Le changement qui affecte l’offre de certaines essences et qualités de bois constitue un défi pour la chaîne de valeur ajoutée qui en dépend. Ainsi, avec le réchauffement climatique, l’épicéa va continuer à reculer en Suisse, alors que les feuillus vont se diffuser davantage. Ce changement a déjà démarré il y a quelques décennies avec le remplacement de plantations d’épicéa peu naturelles par des forêts de feuillus adaptées à la station. Toutefois, en relation au climat, il y a une augmentation de la fréquence des périodes de sécheresse ou de chaleur. Une situation qui favorise en outre les attaques de ravageurs, ce qui induit des fluctuations à court terme de l’offre de bois. Le plan de mesures de la politique forestière devrait donc contribuer à renforcer la capacité d’adaptation («agilité») et la flexibilité de ce secteur d’activité tout au long de la chaîne de valeur ajoutée. Dans ce contexte, la «bioéconomie» pourrait jouer un rôle important: son but est de rendre l’économie indépendante des énergies et matières premières non renouvelables, dans la mesure du possible. Les processus en cours de développement qui permettent de fabriquer des feuilles, des fibres, des films ou des matières plastiques biologiques à partir du bois constituent un fort potentiel. De nouvelles applications s’ouvrent ainsi notamment pour le bois de feuillus.

3. Améliorer l’efficacité économique

Les forêts offrent des possibilités de détente qui sont très demandées et particulièrement appréciées par la population. Elles filtrent l’eau pluviale, contribuant ainsi à l’approvisionnement en eau potable. Enfin, elles prélèvent du CO2 de l’atmosphère et en stockent le carbone. Ces «services écosystémiques», et bien d’autres encore, ne font généralement l’objet d’aucune rémunération. Cependant, pour que les entreprises forestières et les propriétaires puissent mettre en oeuvre les mesures de gestion nécessaires à cet effet, ils doivent aussi pouvoir les financer.

Certaines entreprises y parviennent grâce aux recettes des produits qu’elles vendent, à des gains d’efficacité et à des réductions des coûts, ainsi qu’à des contributions des collectivités publiques. Une autre solution consiste à mettre en valeur des prestations forestières. Dans sa politique actualisée, la Confédération s’engage en faveur d’une meilleure appréciation monétaire de ces prestations et propose des solutions – en s’appuyant sur des projets pilotes – afin de parvenir à mieux indemniser les propriétaires forestiers.

En coopération avec les cantons et les propriétaires, la Confédération intensifie aussi l’information, la sensibilisation et le conseil. Elle renforce ainsi l’activité économique en forêt. Dans ce contexte, le Réseau d’exploitations forestières (REF), géré par ForêtSuisse sur mandat de la Confédération, fournit des données importantes pour la pratique.

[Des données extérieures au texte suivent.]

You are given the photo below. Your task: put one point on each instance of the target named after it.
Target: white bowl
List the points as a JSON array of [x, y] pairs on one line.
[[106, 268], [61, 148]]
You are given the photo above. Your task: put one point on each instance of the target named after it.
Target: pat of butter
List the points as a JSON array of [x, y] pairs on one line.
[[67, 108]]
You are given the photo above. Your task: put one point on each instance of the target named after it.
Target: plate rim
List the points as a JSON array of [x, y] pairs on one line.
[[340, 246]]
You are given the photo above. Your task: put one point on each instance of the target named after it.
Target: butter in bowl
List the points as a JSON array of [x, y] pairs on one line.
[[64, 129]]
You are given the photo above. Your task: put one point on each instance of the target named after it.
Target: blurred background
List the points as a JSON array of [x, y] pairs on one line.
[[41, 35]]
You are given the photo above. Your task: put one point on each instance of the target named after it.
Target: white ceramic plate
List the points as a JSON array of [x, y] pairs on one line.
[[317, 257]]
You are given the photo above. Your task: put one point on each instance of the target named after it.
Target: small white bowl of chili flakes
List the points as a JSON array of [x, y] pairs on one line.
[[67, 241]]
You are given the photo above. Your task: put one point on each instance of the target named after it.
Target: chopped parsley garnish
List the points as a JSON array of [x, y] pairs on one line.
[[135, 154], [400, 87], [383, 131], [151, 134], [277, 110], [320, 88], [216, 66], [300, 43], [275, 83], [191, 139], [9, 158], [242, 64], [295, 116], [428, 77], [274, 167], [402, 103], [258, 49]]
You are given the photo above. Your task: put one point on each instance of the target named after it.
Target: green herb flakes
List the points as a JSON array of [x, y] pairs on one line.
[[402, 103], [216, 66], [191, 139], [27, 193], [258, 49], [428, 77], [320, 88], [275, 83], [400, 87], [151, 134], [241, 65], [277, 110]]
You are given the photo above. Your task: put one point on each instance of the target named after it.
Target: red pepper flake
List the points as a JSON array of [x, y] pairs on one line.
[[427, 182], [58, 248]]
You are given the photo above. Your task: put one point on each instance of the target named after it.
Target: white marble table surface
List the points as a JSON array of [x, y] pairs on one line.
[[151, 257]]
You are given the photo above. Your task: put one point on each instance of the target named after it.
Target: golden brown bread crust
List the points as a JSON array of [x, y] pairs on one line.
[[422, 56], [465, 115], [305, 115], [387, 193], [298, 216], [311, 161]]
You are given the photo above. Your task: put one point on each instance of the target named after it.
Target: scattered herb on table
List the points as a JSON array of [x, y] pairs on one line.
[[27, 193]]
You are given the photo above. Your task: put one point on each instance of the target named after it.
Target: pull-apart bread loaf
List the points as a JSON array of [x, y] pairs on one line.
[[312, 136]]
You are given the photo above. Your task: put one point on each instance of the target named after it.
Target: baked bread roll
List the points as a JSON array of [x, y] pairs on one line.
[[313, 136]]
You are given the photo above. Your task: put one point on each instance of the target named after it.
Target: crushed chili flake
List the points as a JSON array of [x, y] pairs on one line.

Nouvelle orientation dès 2025

Lors de la mise à jour du plan de mesures 2020–2024, il s’est avéré que les cantons, les propriétaires forestiers et d’autres acteurs centraux souhaitaient participer plus activement au développement futur des objectifs et des lignes stratégiques de la politique. La Confédération a l’intention de répondre à ce voeu et impliquera les acteurs principaux dans l’élaboration des documents de base, ainsi que dans la formulation de la future stratégie pour les secteurs de la forêt et du bois. Nous sommes conscients que pour franchir les importantes étapes qui attendent la politique de la forêt et des ressources, il faudra non seulement faire preuve de clairvoyance, mais aussi bénéficier du soutien solide de tous les acteurs concernés.